ALBANIAN PHOTO NEGATIVES. Recordings of voices speaking Garifuna. Documentation of Haitian archaeological explorations. These are just a few of the cultural artifacts that need rescuing from hurricanes, floods, fires and sinking islands — the consequences of climate change. Leading the charge is the Modern Endangered Archives Program, or MEAP, launched by UCLA Library with major funding from Arcadia, a charitable fund of Lisbet Rausing and Peter Baldwin.
“Climate change is precipitating the disruption of cultural life, leading to generations losing track of important cultural heritage materials, whether they’re properly preserved in climate-controlled vaults or not,” says Rachel Deblinger M.A. ’09, Ph.D ’14, director of MEAP at UCLA Library. “MEAP funds projects around the world that digitalize at-risk cultural heritage materials.”
Launched in 2018 with a $5.5 million grant, MEAP digitizes 20th- and 21st-century cultural heritage projects, including recordings, political materials, film, fine art and photography, as well as born-digital materials (think digital photography) that require curating to make them searchable.
Explore the cultural heritage projects of the Modern Endangered Archives Program at meap.library.ucla.edu..

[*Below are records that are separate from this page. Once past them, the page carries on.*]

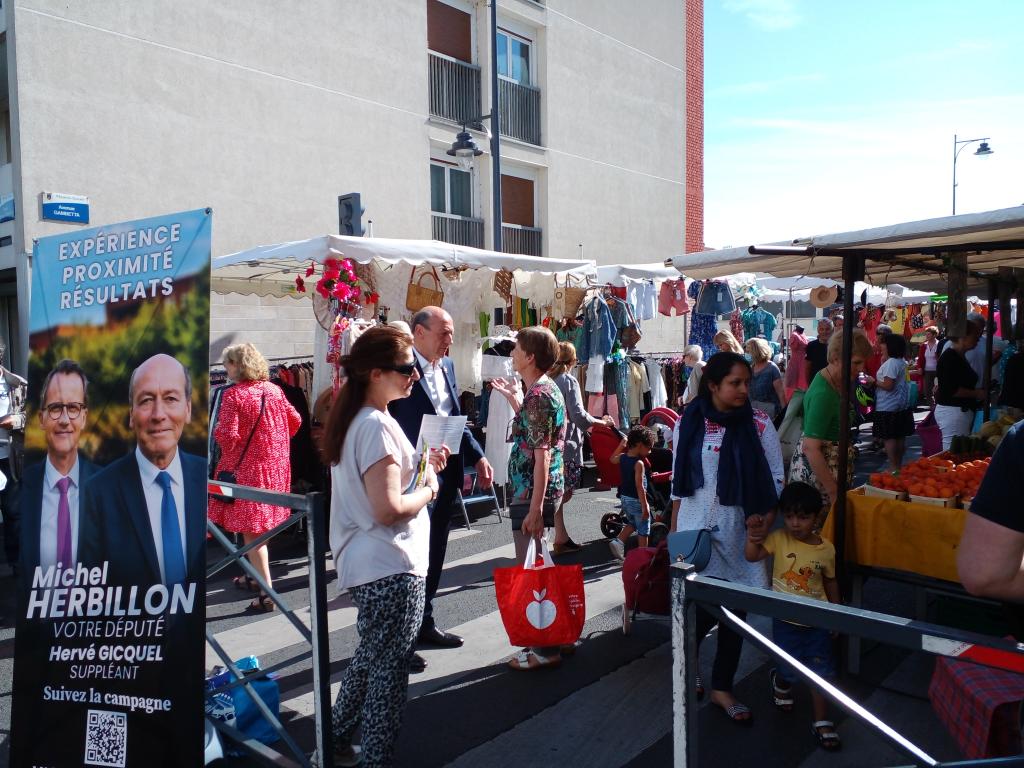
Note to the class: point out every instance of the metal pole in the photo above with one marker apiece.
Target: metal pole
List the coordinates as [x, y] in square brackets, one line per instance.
[989, 337]
[954, 174]
[496, 125]
[853, 269]
[316, 548]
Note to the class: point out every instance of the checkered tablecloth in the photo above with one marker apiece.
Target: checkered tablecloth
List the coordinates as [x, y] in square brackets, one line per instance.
[979, 706]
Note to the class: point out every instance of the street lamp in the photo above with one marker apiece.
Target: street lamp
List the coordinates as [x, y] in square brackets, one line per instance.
[958, 147]
[464, 148]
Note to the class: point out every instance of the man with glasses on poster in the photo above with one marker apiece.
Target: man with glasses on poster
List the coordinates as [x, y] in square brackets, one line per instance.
[50, 493]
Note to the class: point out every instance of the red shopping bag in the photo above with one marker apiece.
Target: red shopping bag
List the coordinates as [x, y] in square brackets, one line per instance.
[541, 604]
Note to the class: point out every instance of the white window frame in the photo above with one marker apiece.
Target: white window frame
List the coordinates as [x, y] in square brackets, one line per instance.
[504, 29]
[449, 167]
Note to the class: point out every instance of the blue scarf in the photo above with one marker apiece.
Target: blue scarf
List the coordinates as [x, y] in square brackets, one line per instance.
[743, 476]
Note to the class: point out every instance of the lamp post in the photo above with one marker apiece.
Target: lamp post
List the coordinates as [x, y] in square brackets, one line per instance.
[958, 145]
[464, 148]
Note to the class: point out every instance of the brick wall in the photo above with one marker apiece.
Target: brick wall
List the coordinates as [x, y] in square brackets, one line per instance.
[694, 126]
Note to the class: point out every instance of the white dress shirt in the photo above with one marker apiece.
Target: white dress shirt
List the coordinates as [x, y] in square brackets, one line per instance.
[48, 513]
[155, 497]
[435, 384]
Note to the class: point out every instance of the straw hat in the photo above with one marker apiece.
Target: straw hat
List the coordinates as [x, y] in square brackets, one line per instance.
[822, 296]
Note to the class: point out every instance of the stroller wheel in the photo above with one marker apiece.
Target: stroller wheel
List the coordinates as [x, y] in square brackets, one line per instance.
[658, 532]
[611, 524]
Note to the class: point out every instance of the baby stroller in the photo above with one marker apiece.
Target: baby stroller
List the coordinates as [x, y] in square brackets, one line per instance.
[603, 441]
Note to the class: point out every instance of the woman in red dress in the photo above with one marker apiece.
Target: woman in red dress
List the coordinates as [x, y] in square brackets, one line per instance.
[253, 412]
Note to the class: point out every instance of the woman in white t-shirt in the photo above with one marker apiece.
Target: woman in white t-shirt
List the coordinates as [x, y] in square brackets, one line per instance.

UCLA Library was the natural choice to spearhead MEAP. Its history of success includes the preservation of medieval manuscripts that were stored for 700 years in the walls of St. Catherine’s Monastery in Egypt’s Sinai Peninsula. The shift in climate over the past few decades necessitated the manuscripts’ move to climate-controlled vaults. And now, these endangered works are digitally accessible to the public through UCLA Library.
Every year, MEAP provides funding for 22 to 26 projects. The funding is slated to last for about two years, and after that, project teams can keep the equipment, so the digitization can continue. UCLA Library serves as a repository for the digital archives, making these collections available to researchers, teachers and the public.
Deblinger says a shift in global archival practices is urgently needed. Of MEAP and digitization, she says, “We’re breaking boundaries.”